Have you ever stood in the checkout line at the grocery store full of good intentions and a cart filled with healthy food only to cave at the display of candy and chips? You’re not alone. Checkout lines are notorious for unhealthy yet tempting snack offerings. But what would happen if unhealthy snacks were removed from the checkout areas? Good things, a study shows: purchases of candy and chips go down drastically.
Six of the nine major supermarkets in the United Kingdom agreed to remove unhealthy snacks from their checkout lines from 2013 to 2017. Researchers used information collected from over 30,000 households who recorded all of the food purchased and brought home starting a year before the policy change and continuing until a year after.In stores that removed things like candy, chocolates, and chips, there were 76 percent fewer purchases of unhealthy snacks.
Purchases of snacks from the checkout lines dropped by 17 percent after the new store policy took effect. That means that 17 percent fewer packages of candy, chocolate and chips were bought and taken home from the grocery store once unhealthy snacks were removed from checkout aisles. The number stayed pretty steady — a year later, it was 16 percent.

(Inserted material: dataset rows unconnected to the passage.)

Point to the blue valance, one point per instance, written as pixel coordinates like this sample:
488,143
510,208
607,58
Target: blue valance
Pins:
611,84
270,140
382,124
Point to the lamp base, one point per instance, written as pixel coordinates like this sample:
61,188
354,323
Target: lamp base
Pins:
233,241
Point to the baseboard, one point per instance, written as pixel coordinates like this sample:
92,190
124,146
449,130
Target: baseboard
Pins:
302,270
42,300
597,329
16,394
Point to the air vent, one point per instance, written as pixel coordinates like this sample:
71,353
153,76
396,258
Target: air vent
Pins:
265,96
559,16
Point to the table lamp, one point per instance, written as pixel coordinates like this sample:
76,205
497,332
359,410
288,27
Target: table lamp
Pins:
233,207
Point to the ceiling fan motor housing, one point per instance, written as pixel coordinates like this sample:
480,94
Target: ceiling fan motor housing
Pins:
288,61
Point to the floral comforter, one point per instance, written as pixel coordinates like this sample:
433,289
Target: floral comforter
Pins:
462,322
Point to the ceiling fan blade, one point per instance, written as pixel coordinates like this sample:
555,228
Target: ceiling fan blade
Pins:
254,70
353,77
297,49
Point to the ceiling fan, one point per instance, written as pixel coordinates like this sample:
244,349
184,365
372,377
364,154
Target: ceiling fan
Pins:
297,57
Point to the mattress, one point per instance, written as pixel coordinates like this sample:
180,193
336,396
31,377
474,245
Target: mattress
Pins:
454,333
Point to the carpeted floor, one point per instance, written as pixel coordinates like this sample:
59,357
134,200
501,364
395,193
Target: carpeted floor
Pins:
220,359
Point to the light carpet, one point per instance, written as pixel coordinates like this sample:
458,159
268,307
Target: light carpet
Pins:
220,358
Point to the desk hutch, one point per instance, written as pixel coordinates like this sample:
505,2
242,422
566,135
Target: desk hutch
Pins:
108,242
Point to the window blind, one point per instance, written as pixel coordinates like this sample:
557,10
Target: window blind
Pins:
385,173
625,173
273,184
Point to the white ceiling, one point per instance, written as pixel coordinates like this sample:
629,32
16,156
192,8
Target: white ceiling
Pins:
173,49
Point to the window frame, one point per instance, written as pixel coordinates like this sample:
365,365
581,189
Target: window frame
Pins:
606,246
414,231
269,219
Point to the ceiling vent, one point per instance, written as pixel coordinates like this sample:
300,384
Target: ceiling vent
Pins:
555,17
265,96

Snacks purchased while waiting in line to check out at supermarkets tend to be unplanned, impulse purchases. They also tend to be unhealthy. Removing such foods from the checkout area can help consumers avoid temptation and potentially promote healthier diets.
The checkout line is a minefield of impulse purchases that can deal a blow to your healthy intentions. Grocery stores can voluntarily change their policies to remove unhealthy foods from the checkout lines and promote healthier food purchases, but the loss of sales is a disincentive. It may be that governments will have to intervene and prohibit stores from selling such foods in the checkout area or create nutrition standards for food items sold to the captive audience waiting in line.
Of course, you can make a choice. Once you are in the checkout line, nothing else goes in the cart.
The study is published in PLOS Medicine.